Rockin' Around the Christmas Tree

Living as I do on shady lane, my house backed up against a slope to the south which occludes the sunlight from about mid-November until February 10 of each year, I tend to celebrate this time of year as the ancient Mayans and aboriginals in the British Isles (with their Stonehenge lens for the solstice) must have done:  As a celebration of the return of light.  Always a nice feeling to know that each day now becomes longer.  It's no accident that the two biggest holidays in Western civilization, Christmas and Easter (or Passover) happen on astronomical clocks, one celebrating the ascent of the sun in the southern sky, and the second the return of the Earth's fertility.

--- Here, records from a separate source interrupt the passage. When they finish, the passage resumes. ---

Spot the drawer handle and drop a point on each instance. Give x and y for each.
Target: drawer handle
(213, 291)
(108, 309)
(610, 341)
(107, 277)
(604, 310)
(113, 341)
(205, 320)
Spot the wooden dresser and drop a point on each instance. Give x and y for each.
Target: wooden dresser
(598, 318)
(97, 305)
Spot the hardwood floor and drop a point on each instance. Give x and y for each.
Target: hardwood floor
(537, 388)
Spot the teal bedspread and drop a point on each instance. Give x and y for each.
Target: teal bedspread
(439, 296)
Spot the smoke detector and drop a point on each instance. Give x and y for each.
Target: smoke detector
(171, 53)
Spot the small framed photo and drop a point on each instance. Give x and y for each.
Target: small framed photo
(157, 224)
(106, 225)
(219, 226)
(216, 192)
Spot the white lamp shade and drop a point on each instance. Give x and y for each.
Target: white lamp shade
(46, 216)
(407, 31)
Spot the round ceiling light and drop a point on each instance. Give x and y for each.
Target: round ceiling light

Since these festivals were already in place, religious priests commandeered the pagan observances for their own use in promoting mythology.  That's really too bad.  I've always thought it one of the marvels of history that ancient man (with no Tweeting distractions or sitcoms to watch) could figure out precisely, so that observatories could be built as at Chichen Itza, the comings and goings of the solar cycle, the phases of the moon, and many other astronomical phenomena.  Simply by watching and then figuring out how to measure.  It bespeaks an attitude of great patience and humility combined with ingenuity.

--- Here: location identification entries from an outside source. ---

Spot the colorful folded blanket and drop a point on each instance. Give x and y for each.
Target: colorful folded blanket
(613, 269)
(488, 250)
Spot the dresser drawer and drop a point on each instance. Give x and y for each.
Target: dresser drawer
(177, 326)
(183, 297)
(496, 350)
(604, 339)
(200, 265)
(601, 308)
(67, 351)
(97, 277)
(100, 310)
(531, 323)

We've lost touch with that kind of folk wisdom, and substituted instead an utterly useless "mastery" of a preposterous mythology (the Christ story) which, from beginning to end, makes absolutely no sense whatsoever.  Since many Americans have difficulty finding the United States on a map of the globe, I shudder to think what would happen if you asked them to describe with any particularity what the winter solstice is.  The virgin birth - this, they can tell you about.  I've sometimes wondered whether this is the reason that Americans have such trouble thinking clearly about sexual matters; being a "Christian" nation, we became inculcated with notions about sexual purity having something to do with morality, and once this dumb idea became lodged in the unconscious it was impossible to extirpate it.  Really, morality is concerned with assault and theft: all moral transgressions flow naturally from these two "sins."

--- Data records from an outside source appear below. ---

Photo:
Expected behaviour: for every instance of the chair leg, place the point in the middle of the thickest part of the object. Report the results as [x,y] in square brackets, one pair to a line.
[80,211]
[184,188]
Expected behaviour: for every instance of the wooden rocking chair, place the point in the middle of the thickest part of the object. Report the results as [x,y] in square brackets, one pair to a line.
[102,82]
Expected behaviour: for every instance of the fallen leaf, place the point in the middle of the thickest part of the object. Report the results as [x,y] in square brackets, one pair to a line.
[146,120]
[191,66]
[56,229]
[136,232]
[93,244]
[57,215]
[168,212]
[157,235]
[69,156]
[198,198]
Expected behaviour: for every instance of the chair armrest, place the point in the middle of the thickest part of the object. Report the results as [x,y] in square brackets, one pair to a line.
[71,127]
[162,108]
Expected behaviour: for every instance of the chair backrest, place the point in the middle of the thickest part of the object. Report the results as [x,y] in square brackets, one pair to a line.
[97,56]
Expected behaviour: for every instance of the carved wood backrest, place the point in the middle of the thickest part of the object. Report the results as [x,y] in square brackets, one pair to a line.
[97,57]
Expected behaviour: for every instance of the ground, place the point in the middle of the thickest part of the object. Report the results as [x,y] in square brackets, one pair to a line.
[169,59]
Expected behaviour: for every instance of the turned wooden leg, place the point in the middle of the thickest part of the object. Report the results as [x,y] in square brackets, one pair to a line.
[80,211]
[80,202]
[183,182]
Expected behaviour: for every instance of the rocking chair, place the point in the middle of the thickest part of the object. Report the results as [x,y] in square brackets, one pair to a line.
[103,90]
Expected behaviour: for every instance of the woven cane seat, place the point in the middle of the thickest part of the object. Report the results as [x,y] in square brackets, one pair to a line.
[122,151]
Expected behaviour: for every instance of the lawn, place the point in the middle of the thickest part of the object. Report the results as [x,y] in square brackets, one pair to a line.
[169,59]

In this sense, we've ceded a lot of ground to ancient cultures, who were more naturally attuned to the world they lived in.  So think of it this way: the Earth is tilted on its polar axis at an angle of 23.5 degrees, and it transits around the Sun in an enormous ellipse.  Maintaining this tilted attitude, sometimes the northern hemisphere tilts "toward" the sun, and sometimes it tilts away.  At the vernal and autumnal equinoxes, the angle of sunlight is directly on the equator of the Earth.  If the Earth's ellipse were the track at Churchill Downs on Kentucky Derby day (a race of 10 furlongs), then we are on the backstretch now at the 5-furlong mark (a furlong = 220 yards, so that the Kentucky Derby is 1-1/4 miles long, or about two kilometers).

Heading for the finish line at the Summer Solstice in the latter part of June.  Should be a rousing finish as the winter of our discontent is again made glorious summer.